Gebyar UMKM yang digelar mulai 3 hingga 6 Agustus 2019 itu diikuti puluhan pelaku UMKM. Kegiatan tersebut diisi dengan berbagai aktivitas yang merupakan kolaborasi antar-stakeholder UMKM, di antaranya seminar Nasional UMKM Kuat Bangsa Berdaulat, Expo Produk Kreatif dan Siap Ekspor, Festival Oleh-oleh Nusantara, Bursa Platform UMKM, Pasar Kopi Nusantara, Kelas Peningkatan Kapasitas Pelaku dan Pendamping UMKM, Panggung Hiburan hingga aneka lomba.

Pembentukan ekosistem yang substainable, kata Paku Alam, dapat dirilis melalui gotong royong antar-stakeholder dengan memanfaatkan teknologi. Saat ini, katanya, pemerintah sedang mengembangkan proses pembangunan berkelanjutan dengan konsep pentahelix.

"Konsep ini adalah strategi pembangunan dengan pondasi kerjasama yang melibatkan unsur pemerintah, akademisi, dunia usaha dan masyarakat. Strategi ini akan memperkuat UMKM," jelasnya. 

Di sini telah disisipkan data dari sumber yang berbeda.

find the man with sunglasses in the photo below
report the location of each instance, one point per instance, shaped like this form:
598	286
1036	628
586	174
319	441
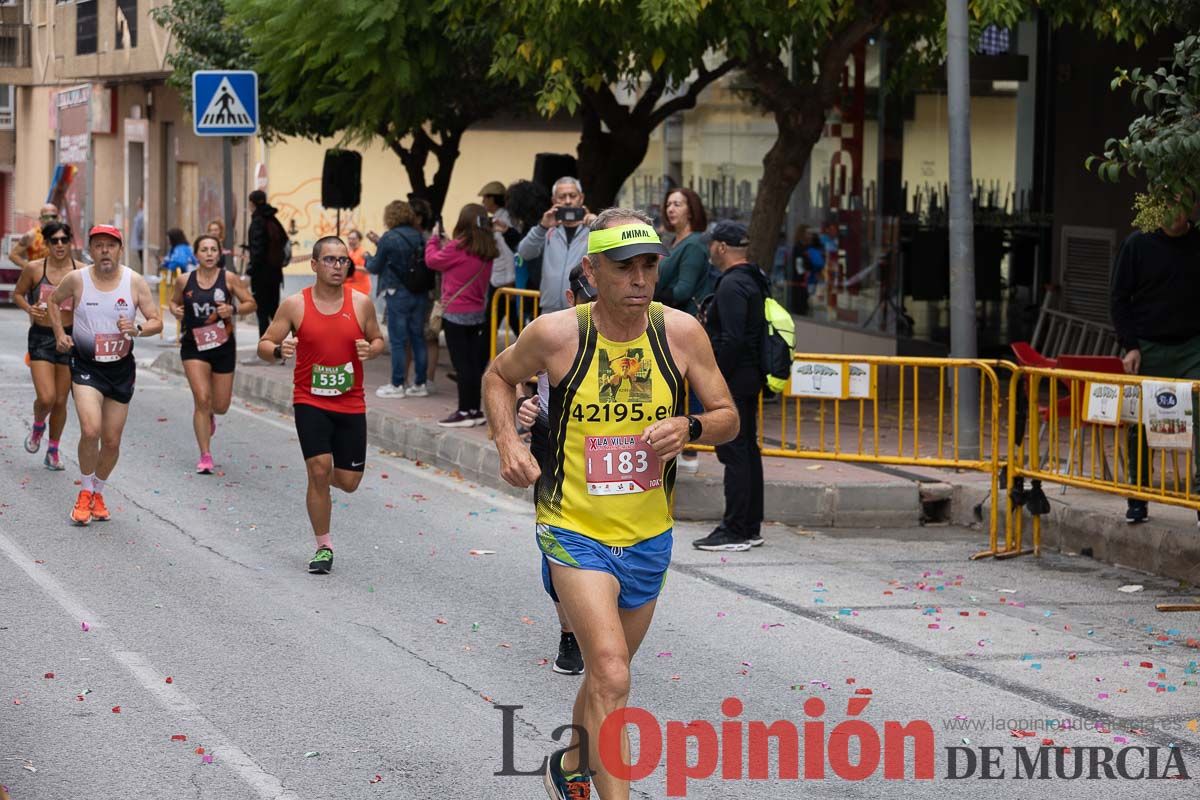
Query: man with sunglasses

Kepala Dinas Koperasi dan UMKM DIY, Srie Nurkyatsiwi mengatakan UMKM menjadi tulang punggung perekonomian bangsa Indonesia memang tidak bisa dibantah. Berdasarkan data dari Kementerian Koperasi UMKM, sebanyak 98,7% usaha di Indonesia sektor ini mampu menyerap sekitar 89,17% tenaga kerja. "Meskipun perannya besar namun kontribusi UMKM sepertinya masih kecil khususnya untuk meningkatkan investasi dan ekspor," katanya.

Siwi mengatakan jika ada 10% UMKM yang naik kelas menjadi UKM dengan kegiatan ekspor, maka pertumbuhan ekonomi bisa terus tumbuh hingga 7%. Penyelenggaraan Gebyar UKM Creative SME Festival 2019 diharapkan mampu melahirkan pelaku UMKM yang berkarakter dan berdaya saing.

"Kegiatan ini salah satu upaya untuk menciptakan dan mendukung UMKM yang berdaya saing. Oleh karenanya, dibutuhkan kerjasama multi-stakeholder untuk mendorong terciptanya ekosistem UMKM kreatif dan berdaya saing global," katanya.

Selain itu, Siwi juga mendorong pelaku UMKM untuk mengurus perlindungan HaKI terkait produk-produk yang dihasilkan. Selain untuk melindungi pelaku UMKM, kepemilikan HaKI tidak hanya untuk melindungi produk yang dihasilkan tetapi juga untuk menjaga produk yang dipasarkan.

"Cuma sampai saat ini baru sedikit pelaku UMKM yang mengajukan pengurusan HaKI. Padahal sangat urgent. Jangan sampai produk mereka nanti diklaim oleh orang lain," katanya.